Hi All, I am new to Pinot and got some basic quest...
# general
m
Hi All, I am new to Pinot and got some basic questions. When comparing with ElasticSearch do Pinot creates similar large scale index? Can I configure Pinot to talk to S3 or other data stores directly without provisioning additional space for local Indices? if in case local index is mandatory how big it will be? Thanks.
m
At the moment, local index is needed. There's a PR in progress for using S3/deepstore as primary storage, and caching in data locally as needed.
m
Thanks @Mayank, Great to know that a PR is going on . Meanwhile is there a possibility to restrict the local index to store say 12 hours of data and rotate it? and fall back to S3 for other queries even though there will be a latency?
c
Pinot does support data retention.
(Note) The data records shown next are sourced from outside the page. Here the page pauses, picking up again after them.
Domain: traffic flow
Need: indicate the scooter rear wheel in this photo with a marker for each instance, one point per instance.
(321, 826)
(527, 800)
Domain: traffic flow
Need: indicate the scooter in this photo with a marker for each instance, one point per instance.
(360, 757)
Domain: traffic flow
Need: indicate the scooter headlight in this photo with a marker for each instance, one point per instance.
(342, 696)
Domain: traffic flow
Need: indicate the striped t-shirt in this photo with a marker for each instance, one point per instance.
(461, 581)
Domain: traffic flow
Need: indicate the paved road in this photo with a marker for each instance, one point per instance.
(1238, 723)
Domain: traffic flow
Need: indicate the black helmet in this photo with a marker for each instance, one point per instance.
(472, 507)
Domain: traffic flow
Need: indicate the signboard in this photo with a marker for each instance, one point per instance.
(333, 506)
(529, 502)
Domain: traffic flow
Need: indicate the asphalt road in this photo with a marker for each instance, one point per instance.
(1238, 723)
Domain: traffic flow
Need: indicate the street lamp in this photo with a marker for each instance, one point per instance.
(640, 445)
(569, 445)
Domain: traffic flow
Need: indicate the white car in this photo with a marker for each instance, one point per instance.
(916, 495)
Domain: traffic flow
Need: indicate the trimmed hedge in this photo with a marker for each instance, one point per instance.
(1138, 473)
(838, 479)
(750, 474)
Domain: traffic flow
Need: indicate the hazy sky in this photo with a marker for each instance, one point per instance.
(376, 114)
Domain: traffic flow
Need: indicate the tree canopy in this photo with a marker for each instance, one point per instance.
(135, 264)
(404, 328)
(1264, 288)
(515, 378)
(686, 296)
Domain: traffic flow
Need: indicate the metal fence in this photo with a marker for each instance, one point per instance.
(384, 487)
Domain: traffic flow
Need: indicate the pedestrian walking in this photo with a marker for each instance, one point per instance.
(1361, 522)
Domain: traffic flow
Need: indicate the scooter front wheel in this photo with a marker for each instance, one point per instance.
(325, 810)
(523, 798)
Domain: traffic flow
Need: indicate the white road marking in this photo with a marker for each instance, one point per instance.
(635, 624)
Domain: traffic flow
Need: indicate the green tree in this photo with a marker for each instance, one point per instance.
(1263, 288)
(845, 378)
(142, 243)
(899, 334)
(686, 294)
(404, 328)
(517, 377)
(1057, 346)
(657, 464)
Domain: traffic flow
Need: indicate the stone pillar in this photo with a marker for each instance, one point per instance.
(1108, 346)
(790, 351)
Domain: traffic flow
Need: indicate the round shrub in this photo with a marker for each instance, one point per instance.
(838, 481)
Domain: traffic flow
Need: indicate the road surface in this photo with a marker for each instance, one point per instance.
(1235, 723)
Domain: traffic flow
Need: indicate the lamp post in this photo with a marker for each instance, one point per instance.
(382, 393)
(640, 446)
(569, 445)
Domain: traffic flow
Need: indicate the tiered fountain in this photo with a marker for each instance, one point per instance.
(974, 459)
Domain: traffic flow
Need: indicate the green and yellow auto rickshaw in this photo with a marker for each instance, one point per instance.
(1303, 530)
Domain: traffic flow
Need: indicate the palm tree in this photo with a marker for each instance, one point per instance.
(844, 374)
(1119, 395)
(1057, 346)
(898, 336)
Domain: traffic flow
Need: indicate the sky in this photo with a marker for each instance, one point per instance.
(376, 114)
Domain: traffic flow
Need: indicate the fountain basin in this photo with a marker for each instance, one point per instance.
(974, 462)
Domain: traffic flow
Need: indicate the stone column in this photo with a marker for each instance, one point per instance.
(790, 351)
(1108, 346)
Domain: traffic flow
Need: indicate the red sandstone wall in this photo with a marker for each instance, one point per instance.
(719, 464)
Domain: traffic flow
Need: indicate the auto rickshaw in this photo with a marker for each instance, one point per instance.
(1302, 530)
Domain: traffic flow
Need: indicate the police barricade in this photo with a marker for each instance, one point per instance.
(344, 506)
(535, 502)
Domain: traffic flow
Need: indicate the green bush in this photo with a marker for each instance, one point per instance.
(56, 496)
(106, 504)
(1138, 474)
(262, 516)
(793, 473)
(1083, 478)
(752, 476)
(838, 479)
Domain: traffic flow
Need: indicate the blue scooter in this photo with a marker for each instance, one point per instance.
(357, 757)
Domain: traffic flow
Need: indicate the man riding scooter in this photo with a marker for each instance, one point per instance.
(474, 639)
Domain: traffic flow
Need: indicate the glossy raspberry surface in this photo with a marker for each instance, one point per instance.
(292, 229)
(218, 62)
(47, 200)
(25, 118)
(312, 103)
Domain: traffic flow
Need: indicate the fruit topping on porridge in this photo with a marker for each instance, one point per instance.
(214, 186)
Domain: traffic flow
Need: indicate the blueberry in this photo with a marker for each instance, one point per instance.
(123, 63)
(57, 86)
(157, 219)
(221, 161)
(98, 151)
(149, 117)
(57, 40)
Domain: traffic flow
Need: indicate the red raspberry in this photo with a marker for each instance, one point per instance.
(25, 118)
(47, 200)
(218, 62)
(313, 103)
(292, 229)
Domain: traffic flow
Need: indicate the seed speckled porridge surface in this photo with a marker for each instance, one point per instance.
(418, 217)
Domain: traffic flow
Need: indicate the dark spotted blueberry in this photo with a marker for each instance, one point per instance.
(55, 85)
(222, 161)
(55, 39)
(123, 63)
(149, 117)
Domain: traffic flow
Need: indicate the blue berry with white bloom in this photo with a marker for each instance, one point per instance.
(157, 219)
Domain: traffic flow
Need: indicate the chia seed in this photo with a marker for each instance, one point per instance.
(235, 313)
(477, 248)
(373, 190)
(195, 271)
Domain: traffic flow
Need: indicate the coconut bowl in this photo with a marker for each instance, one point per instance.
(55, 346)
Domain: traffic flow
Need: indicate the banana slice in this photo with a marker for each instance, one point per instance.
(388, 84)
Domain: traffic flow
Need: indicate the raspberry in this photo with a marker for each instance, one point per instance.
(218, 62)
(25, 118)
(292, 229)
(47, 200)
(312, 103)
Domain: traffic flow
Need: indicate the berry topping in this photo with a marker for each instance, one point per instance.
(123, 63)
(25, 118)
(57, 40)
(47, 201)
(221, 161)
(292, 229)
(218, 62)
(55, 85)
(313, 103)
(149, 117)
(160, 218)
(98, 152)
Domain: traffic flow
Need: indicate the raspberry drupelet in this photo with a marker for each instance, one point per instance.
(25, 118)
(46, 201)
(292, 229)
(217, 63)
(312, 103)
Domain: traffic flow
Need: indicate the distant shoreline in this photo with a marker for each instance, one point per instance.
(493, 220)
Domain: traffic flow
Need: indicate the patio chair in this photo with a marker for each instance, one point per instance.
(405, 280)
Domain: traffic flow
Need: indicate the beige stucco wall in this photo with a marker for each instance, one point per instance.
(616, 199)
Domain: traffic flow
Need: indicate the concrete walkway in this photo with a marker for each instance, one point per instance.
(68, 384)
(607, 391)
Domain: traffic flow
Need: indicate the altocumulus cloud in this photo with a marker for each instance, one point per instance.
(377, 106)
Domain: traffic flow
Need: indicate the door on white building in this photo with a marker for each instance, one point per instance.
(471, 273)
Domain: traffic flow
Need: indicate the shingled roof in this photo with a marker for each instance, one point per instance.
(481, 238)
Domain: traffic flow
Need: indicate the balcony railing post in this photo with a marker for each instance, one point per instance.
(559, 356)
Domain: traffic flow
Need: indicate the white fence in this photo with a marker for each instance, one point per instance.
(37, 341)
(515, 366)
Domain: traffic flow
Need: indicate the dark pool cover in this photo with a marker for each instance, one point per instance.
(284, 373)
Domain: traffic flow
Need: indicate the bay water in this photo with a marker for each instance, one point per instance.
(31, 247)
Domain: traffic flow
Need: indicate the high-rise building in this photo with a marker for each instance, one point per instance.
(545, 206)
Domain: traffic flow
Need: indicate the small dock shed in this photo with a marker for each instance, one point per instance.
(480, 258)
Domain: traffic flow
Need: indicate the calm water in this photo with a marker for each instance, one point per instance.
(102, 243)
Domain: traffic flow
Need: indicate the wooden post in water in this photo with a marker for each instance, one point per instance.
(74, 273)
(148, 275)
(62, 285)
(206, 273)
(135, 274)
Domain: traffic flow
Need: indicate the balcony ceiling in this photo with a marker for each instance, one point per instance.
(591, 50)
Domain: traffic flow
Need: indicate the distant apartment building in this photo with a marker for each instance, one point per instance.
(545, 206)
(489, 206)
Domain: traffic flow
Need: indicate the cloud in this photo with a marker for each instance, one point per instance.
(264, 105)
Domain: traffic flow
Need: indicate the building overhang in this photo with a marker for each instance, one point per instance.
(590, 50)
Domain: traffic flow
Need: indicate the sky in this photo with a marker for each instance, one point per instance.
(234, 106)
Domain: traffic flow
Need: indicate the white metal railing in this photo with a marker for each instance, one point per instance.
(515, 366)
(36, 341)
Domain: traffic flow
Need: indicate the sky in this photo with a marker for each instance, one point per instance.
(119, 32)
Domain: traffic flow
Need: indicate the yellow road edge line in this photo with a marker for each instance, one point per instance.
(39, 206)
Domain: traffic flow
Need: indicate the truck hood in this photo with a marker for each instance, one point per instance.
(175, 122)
However for query federation, you'll have to do additional work today. One way to do it is using Presto + Pinot on realtime data (0-12 hours) and Presto + S3 for everything else. Of course, the federation is not quite seamless (i.e. same query cannot span across both today).
m
@Chinmay Soman This looks like a possible soln. Do we have to expose two different urls/ui for this or somehow use superset to provide single interface to the user?
c
With either Presto or superset, you don't need 2 different URLs. However internally they'll be treated as different catalogs or databases
so the queries have to explicitly mention that. I'm not sure if there's a good way to hide it
m
Thanks @Chinmay Soman , will start looking in this direction. I assume I can leverage superset custom viz to do that. Not sure I can do the same with presto.
c
With Presto, all you do is add 2 different catalogs
and the other one for S3
m
Thank you, I anyways require presto for S3 integration so using it is definitely a good approach. Do Pinot have any helm charts?
c
yes
m
Perfect..! seems I got everything to crack in.
c
awesome ! do let us know how it goes. This is not new btw, at Uber we ran Presto + Pinot & HDFS in a federated manner
🙌 1
that was insanely useful since data scientists could query both pinot and Hive data in the same query
m
will do , also the chart seems to have presto and superset as well. Thats a good thinking from whoever designed it.
👍 1
c
I think it was @Xiang Fu 🙂
👍 1